For years, Taqyie of Kamal Sahib just near at Qutab-Din Pora (once capital of Sultan Qutab-u-Din), Nowhtta a five minute walk from our home bustled with the activities of hashish smokers and songsters. On Thursdays before dusk troupes of musicians and topmost singers from different areas started arriving at the Taqyie, (hashish-parlour) associated with a saint from Ganderbal. (Sometime back in this column, I have given etymology of the word Taqyie meaning ‘devoted to God’).
After the fall of night, it came to life with the mystic poetry of great Sufi Poets like Shah Gafoor, Souch Kral, Mahmood Gami, Shamas Faqir, Rahman Dar, Wahhab Khar and Ahmad Batavar. In the late sixties or early seventies, a deathly silence fell on this abode of the mystics and within days with a wild growth of cannabis it looked like a haunted place. The singers and musician stopped visiting the Taqyie and the plaintive supplications of Shodas in their peculiar diction no more resonated in the lane outside. I do not know if the administration had formally banned these hashish parlours with lots of mystic aura around them but all over the city the Taqyies were latched.
Much before the fading of Taqyie from the landscape of the city, the Sazandars – the ‘gypsy musicians and singers’ from the outskirts of the city or nearby village for making a living out of singing had also stopped now coming into the city. In our Mohalla, I remember these ‘gypsy-singers’ sang for a dervish in the Kaeni of comparatively well to do family. Or inside a long wooden shed of a timber merchant. To listen to their songs entire Mohalla gathered in the timber shop. These small time singers and musicians overwhelmingly were committed to the mystic poetry. In the seventies, it was technology, the tape recorders and stereo cassette recorders that replaced the Sazandars inside the timber merchants shed and other shops in our Mohalla.

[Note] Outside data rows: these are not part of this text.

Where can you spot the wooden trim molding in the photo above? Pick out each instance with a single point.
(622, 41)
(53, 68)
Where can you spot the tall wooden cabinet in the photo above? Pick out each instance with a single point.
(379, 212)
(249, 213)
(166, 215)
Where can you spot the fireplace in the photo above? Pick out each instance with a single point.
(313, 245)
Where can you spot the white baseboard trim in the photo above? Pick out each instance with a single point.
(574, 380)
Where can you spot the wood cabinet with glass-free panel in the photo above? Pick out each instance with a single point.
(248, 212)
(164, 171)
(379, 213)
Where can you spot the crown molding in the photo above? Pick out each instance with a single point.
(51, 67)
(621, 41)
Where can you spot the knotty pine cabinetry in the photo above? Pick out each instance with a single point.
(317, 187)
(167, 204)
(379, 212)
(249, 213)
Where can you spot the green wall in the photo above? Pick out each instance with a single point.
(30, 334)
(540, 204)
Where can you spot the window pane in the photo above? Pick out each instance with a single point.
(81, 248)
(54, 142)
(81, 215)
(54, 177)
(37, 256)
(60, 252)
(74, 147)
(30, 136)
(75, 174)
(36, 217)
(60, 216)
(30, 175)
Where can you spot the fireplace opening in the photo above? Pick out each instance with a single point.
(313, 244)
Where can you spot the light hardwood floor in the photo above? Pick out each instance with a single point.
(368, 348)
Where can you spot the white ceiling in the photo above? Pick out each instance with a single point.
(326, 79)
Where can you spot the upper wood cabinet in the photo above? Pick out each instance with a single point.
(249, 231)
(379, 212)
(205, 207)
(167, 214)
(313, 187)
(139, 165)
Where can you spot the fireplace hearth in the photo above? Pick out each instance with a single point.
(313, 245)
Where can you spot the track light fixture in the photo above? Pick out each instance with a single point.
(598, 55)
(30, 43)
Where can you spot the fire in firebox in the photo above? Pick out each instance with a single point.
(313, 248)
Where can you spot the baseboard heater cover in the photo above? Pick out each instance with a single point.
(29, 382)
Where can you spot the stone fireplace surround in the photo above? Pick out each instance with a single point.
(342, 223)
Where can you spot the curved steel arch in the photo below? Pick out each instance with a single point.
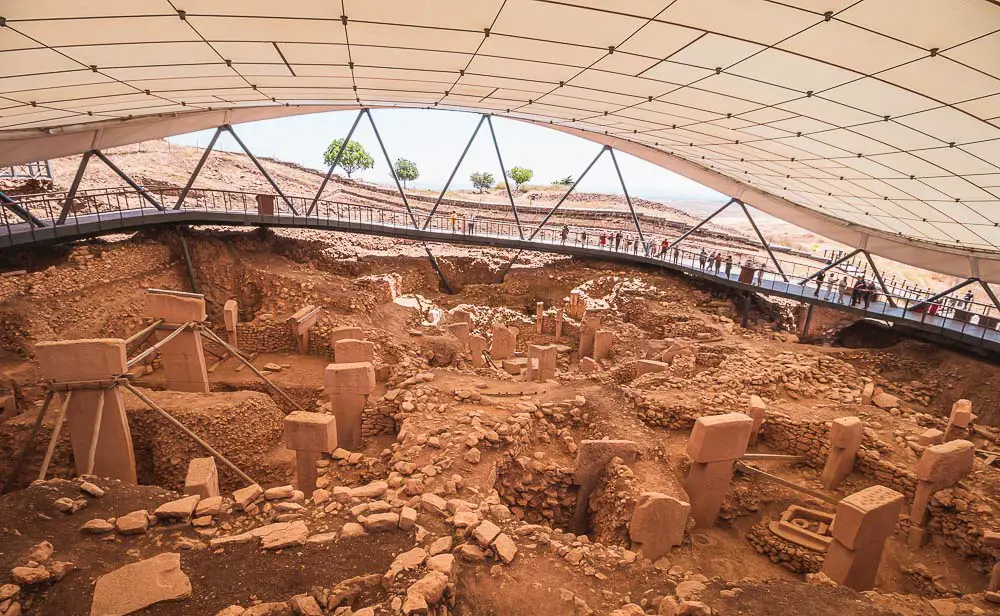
(27, 146)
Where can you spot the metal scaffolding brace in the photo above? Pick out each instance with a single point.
(75, 186)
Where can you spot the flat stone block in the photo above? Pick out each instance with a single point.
(719, 437)
(312, 432)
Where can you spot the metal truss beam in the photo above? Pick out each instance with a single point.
(451, 177)
(506, 184)
(135, 186)
(336, 161)
(228, 128)
(510, 264)
(628, 199)
(197, 169)
(760, 236)
(406, 203)
(20, 211)
(68, 204)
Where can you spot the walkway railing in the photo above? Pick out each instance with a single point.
(111, 210)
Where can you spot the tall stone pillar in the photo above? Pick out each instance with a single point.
(716, 442)
(845, 439)
(92, 360)
(308, 435)
(863, 523)
(349, 386)
(183, 357)
(231, 316)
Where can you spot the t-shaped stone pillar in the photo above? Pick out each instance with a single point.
(183, 357)
(92, 360)
(541, 362)
(504, 341)
(716, 442)
(591, 458)
(941, 466)
(845, 439)
(959, 420)
(301, 322)
(231, 316)
(308, 435)
(351, 351)
(757, 411)
(349, 386)
(863, 522)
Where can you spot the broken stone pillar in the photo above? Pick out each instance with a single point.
(861, 527)
(202, 478)
(959, 420)
(301, 322)
(477, 344)
(588, 331)
(460, 331)
(344, 332)
(603, 339)
(349, 386)
(591, 458)
(183, 357)
(231, 316)
(308, 435)
(643, 366)
(541, 362)
(845, 439)
(658, 524)
(941, 466)
(757, 411)
(352, 351)
(504, 341)
(716, 442)
(92, 360)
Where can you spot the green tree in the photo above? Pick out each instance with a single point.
(481, 180)
(406, 170)
(520, 175)
(355, 158)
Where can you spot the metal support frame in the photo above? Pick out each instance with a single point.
(503, 172)
(760, 236)
(128, 180)
(336, 161)
(197, 169)
(75, 186)
(451, 177)
(406, 203)
(229, 129)
(20, 211)
(510, 264)
(628, 199)
(878, 276)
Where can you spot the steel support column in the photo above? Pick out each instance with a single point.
(760, 236)
(197, 169)
(135, 186)
(336, 161)
(702, 223)
(628, 199)
(68, 204)
(451, 177)
(406, 203)
(878, 276)
(228, 128)
(506, 184)
(824, 269)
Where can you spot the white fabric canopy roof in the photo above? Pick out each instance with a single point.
(874, 122)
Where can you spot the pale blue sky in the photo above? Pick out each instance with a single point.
(434, 140)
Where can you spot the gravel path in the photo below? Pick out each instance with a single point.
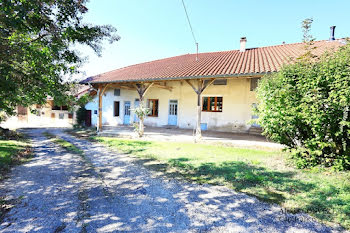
(103, 191)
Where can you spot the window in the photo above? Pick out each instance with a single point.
(153, 106)
(254, 83)
(212, 104)
(21, 110)
(55, 107)
(116, 92)
(116, 108)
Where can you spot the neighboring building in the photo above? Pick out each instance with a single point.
(223, 81)
(48, 115)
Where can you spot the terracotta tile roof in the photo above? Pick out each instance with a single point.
(254, 61)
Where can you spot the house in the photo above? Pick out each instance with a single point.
(217, 87)
(47, 115)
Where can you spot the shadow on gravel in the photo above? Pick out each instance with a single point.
(132, 199)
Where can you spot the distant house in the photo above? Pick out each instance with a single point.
(222, 84)
(47, 115)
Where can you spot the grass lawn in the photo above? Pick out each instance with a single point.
(63, 143)
(321, 193)
(12, 152)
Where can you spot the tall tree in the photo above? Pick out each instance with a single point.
(36, 48)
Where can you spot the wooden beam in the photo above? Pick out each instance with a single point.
(147, 88)
(99, 125)
(163, 86)
(189, 83)
(208, 84)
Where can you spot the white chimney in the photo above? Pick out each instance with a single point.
(243, 42)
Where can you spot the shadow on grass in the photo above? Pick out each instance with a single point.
(129, 146)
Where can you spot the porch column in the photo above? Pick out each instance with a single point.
(200, 87)
(101, 90)
(141, 89)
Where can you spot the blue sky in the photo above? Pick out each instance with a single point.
(154, 29)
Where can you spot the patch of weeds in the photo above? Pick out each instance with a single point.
(82, 132)
(63, 143)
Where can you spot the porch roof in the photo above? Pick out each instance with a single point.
(233, 63)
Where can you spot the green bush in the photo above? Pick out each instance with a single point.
(306, 105)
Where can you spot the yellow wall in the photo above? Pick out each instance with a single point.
(237, 105)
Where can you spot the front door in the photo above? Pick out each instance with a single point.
(88, 118)
(127, 113)
(172, 118)
(137, 103)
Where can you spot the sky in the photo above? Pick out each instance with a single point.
(155, 29)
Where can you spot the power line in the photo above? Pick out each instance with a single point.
(189, 23)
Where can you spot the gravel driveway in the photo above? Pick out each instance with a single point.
(103, 191)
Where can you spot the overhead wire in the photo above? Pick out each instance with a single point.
(189, 23)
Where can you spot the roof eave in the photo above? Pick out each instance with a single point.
(183, 78)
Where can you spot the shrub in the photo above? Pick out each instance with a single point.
(306, 105)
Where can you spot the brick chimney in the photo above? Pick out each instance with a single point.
(243, 42)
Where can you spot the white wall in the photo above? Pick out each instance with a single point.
(237, 105)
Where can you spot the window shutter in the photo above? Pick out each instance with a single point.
(116, 108)
(116, 92)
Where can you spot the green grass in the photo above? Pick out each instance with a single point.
(63, 143)
(12, 152)
(265, 174)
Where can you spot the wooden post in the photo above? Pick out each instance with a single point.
(99, 125)
(142, 89)
(199, 90)
(101, 91)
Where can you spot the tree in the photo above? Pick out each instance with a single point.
(36, 48)
(306, 107)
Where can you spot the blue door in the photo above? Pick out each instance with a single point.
(254, 106)
(172, 118)
(127, 113)
(137, 103)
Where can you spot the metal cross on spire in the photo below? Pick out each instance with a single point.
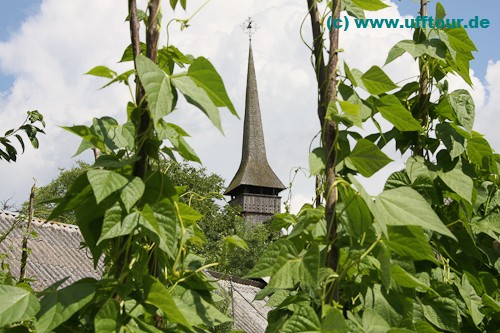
(250, 27)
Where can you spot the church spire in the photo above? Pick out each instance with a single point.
(254, 171)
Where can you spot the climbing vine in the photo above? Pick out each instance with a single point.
(423, 255)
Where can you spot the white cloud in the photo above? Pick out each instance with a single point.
(53, 49)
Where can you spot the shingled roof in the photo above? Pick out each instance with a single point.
(254, 168)
(56, 253)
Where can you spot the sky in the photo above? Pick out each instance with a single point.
(46, 46)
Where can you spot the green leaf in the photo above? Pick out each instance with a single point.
(440, 12)
(267, 264)
(405, 206)
(158, 295)
(17, 305)
(303, 320)
(60, 305)
(114, 226)
(395, 52)
(105, 182)
(373, 322)
(367, 158)
(107, 318)
(351, 111)
(442, 312)
(458, 182)
(478, 148)
(197, 309)
(86, 134)
(377, 82)
(102, 71)
(462, 103)
(371, 5)
(203, 73)
(405, 279)
(317, 161)
(452, 137)
(235, 241)
(491, 302)
(410, 241)
(472, 300)
(459, 40)
(308, 270)
(198, 97)
(184, 149)
(358, 215)
(391, 109)
(157, 86)
(132, 192)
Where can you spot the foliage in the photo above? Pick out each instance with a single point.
(422, 256)
(131, 213)
(30, 127)
(204, 193)
(46, 195)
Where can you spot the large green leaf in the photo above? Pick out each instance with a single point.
(197, 309)
(105, 182)
(442, 312)
(462, 103)
(317, 161)
(459, 39)
(458, 182)
(452, 137)
(266, 264)
(302, 321)
(114, 226)
(86, 134)
(373, 322)
(59, 306)
(158, 295)
(156, 83)
(405, 206)
(132, 192)
(377, 82)
(205, 76)
(367, 158)
(198, 97)
(17, 304)
(472, 300)
(478, 148)
(391, 109)
(410, 241)
(405, 279)
(107, 318)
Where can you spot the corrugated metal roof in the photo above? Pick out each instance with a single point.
(56, 253)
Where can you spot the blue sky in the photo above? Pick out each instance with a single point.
(45, 49)
(486, 40)
(12, 15)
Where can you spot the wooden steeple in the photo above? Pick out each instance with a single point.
(255, 187)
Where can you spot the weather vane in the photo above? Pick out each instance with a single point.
(250, 27)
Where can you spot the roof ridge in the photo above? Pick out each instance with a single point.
(41, 220)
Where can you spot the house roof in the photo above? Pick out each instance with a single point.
(254, 168)
(57, 253)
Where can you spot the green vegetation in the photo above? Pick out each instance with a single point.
(422, 256)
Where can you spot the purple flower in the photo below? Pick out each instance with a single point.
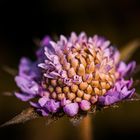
(85, 105)
(71, 109)
(120, 92)
(74, 74)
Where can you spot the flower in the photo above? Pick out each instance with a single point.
(73, 75)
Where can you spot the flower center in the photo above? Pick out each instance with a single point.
(86, 71)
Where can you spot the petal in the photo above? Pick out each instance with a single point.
(24, 97)
(52, 106)
(27, 85)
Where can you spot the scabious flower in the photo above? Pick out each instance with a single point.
(74, 74)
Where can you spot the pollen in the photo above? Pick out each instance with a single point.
(81, 72)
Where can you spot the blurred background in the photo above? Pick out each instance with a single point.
(22, 22)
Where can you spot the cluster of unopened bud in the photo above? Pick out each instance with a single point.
(85, 74)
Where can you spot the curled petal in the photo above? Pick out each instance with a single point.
(27, 85)
(52, 106)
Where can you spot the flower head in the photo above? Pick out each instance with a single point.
(74, 74)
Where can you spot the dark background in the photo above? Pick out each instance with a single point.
(21, 22)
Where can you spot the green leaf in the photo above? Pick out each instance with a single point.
(128, 50)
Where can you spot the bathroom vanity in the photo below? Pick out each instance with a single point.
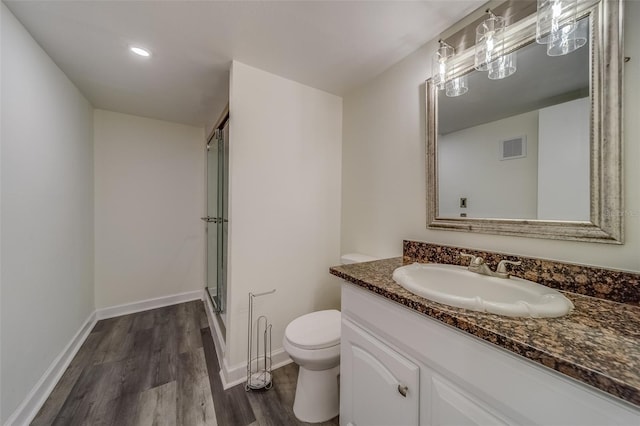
(406, 360)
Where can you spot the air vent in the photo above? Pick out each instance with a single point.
(511, 149)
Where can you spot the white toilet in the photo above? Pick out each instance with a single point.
(313, 342)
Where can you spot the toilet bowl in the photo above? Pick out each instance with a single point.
(313, 342)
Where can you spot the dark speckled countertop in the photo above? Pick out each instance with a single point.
(598, 343)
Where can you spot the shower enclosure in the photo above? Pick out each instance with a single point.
(217, 220)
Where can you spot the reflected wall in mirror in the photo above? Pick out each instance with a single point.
(537, 153)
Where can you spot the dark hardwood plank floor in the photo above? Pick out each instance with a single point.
(159, 367)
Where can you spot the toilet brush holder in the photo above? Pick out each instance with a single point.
(258, 361)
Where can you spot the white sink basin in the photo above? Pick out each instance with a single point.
(456, 286)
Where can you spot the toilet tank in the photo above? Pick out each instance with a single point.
(348, 258)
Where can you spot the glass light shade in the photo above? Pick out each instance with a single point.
(503, 67)
(456, 86)
(554, 18)
(566, 40)
(489, 41)
(440, 64)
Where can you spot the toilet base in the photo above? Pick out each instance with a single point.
(317, 395)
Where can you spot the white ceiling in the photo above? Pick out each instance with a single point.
(331, 45)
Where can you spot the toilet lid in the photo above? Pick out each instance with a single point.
(316, 330)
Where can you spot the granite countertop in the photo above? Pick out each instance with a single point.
(598, 343)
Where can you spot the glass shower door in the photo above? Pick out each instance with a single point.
(217, 218)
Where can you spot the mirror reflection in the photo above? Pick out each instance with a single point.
(519, 147)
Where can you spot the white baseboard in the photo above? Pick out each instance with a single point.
(232, 376)
(30, 406)
(145, 305)
(216, 332)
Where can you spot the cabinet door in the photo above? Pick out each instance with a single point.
(450, 406)
(378, 385)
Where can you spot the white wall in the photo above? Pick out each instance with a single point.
(384, 169)
(563, 161)
(149, 198)
(284, 207)
(470, 166)
(47, 213)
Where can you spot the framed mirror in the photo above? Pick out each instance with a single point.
(538, 153)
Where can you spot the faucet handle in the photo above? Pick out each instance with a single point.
(502, 266)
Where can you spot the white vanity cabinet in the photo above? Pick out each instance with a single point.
(450, 377)
(381, 384)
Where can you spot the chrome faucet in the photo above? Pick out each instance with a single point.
(479, 266)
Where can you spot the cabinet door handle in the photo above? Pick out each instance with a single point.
(402, 390)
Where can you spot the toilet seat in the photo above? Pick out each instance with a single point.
(317, 330)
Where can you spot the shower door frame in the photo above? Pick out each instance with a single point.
(218, 141)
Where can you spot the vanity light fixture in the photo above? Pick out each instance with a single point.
(489, 49)
(440, 64)
(489, 41)
(456, 86)
(556, 26)
(140, 51)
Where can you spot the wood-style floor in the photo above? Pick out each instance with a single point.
(159, 367)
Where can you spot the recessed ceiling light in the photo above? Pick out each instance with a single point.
(140, 51)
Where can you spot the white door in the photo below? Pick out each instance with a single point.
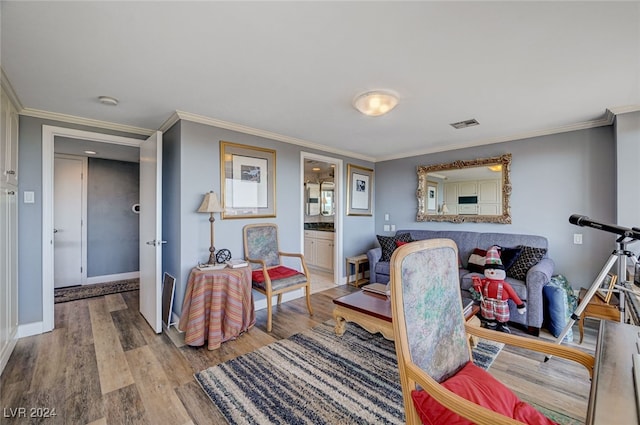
(67, 218)
(151, 230)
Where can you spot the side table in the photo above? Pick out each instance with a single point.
(597, 308)
(356, 261)
(217, 307)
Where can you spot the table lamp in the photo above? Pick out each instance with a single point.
(211, 204)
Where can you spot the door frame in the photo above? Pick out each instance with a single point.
(337, 221)
(83, 212)
(49, 133)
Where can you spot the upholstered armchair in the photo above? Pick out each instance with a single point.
(439, 381)
(269, 276)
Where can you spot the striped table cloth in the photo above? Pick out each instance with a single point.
(217, 306)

In our locality, after the dusk, a tailor’s shop wore resemblance to the abode of the Kamal Sahib of yester years- now an abandoned place. Many of our neighbours after days work collected inside the tailor’s shop to listen to traditional Kashmir Music. The billows of smoke emitting from the chillum of the hubble-bubble added a supernatural ambiance to the surroundings. Many of our neighbours, some working on the carpet looms, some with wood hoopoe’s precision digging dreams out of walnut wood and some pulling a tumbrel for the whole day huddled inside the shop. On one of the shelves in the shop, there was quite a big cassette stereo recorder and a pile of recorded audio cassettes.
No sooner a recorded cassette of Kashmir songs was played an eerie silence descended on the shop. Some in their meditative mood put their droopy heads inside their pherans like pigeons in sleep. The most amazing thing about these unlettered lovers of Sufi poetry was their understanding and interpretation of this genus of Kashmir poetry cascading with longings of human spirits for establishing personal communion with God. Once I remember having heard an explanation of Sham Faqir’s poem “Shanyaha Gah’chetha” (Beyond space) from a tailor of our Mohalla to me he sounded like William Blake. Like Blake, he said, ‘Shamas Faqir saw the world in a grain of sand, and heaven in a wildflower. He holds infinity in palm of his hand and eternity in an hour.’
In the seventies and eighties artisans and craftsmen in our part of the city were madly in love with Kashmiri Sufi poetry. I have seen many in our locality boasting about having the best collection of Kashmiri song cassettes and the best “stereo” recorders. Many spent a big chunk of their earnings on buying the best cassette recorders and some arranged musical nights for recording best poetry by the top most singer. Poems like Shashrang sang by Ghulam Ahmed Sofi made them go into raptures. During, the carpet boom in the late seventies and early eighties I have seen many visiting Bombay just for buying imported expensive cassette recorder only.